Do mesmo modo, a fim de encontrar, novamente, frameworks capazes de construir aplicações e os formulários pertencentes a elas, foi realizada uma nova pesquisa. Os conjuntos elencados de palavras-chave foram:

(1) “(software OR Object Oriented OR application) AND framework AND (form OR quiz)”;

(2) “application framework for questionnaire forms”; (3) “framework for build questionnaire systems”; (4) “framework for build questionnaire”;

(5) “object oriented framework for build questionnaire systems”. Todos os termos mencionados foram pesquisados de maneira individual, com o mesmo padrão e critérios das pesquisas anteriores. Novamente, após a aplicação dos critérios de exclusão, nenhum resultado obtido se mostrou relevante para a dissertação.
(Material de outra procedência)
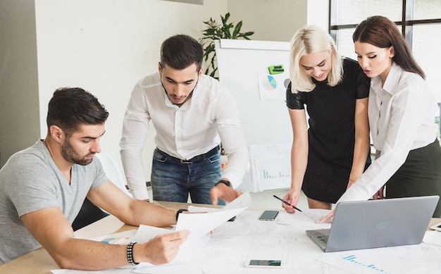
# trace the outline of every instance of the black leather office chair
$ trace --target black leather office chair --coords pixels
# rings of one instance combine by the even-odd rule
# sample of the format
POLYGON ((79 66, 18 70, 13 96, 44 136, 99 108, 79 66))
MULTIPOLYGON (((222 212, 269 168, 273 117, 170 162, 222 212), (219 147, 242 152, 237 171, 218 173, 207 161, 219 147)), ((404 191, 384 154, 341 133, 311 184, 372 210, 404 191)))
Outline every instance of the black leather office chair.
POLYGON ((82 206, 81 210, 80 210, 80 213, 78 213, 78 216, 77 216, 77 218, 72 223, 72 228, 73 228, 74 231, 79 230, 107 216, 108 216, 108 213, 103 211, 86 198, 82 203, 82 206))

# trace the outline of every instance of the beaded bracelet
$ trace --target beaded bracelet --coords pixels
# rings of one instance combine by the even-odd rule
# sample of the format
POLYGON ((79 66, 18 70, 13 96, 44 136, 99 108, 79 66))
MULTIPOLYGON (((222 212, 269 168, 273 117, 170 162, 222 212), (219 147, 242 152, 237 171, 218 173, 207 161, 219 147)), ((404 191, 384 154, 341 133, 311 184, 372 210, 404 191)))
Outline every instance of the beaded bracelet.
POLYGON ((131 266, 139 264, 139 263, 135 263, 133 260, 133 246, 135 244, 136 244, 136 242, 130 242, 127 246, 127 261, 129 261, 129 265, 131 266))
POLYGON ((178 210, 178 212, 176 212, 176 221, 178 221, 178 218, 179 217, 179 214, 182 213, 183 211, 188 211, 188 209, 180 208, 178 210))

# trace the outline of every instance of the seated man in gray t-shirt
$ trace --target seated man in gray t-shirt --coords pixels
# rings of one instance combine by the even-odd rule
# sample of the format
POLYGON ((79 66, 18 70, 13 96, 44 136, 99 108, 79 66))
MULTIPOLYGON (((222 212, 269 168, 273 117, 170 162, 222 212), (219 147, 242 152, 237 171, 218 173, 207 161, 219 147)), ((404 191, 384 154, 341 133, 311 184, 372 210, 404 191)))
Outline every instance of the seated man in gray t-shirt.
POLYGON ((99 140, 108 113, 80 88, 58 89, 49 104, 45 139, 13 155, 0 169, 0 264, 42 246, 63 268, 100 270, 168 263, 188 231, 128 245, 75 239, 71 224, 86 196, 123 222, 166 226, 178 212, 137 201, 107 179, 99 140))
Com isso, a abordagem da pesquisa foi modificada.

Após adaptar o termo de busca inicial para encontrar trabalhos que fossem relacionados à essa dissertação por se tratarem de

frameworks que apoiassem a criação de aplicações que utilizassem

formulários, foram criados termos para encontrar os trabalhos que pudessem trazer os frameworks que promovessem a redução de esforços durante a criação de aplicações que utilizassem aprendizado de máquina, mas que não compreendessem necessariamente o uso de formulários para isso.

Desse mesmo modo, foi utilizado o seguinte conjunto de termos: (1) “machine learning framework”;

(2) “software framework machine learning”; (3) “application framework machine learning”.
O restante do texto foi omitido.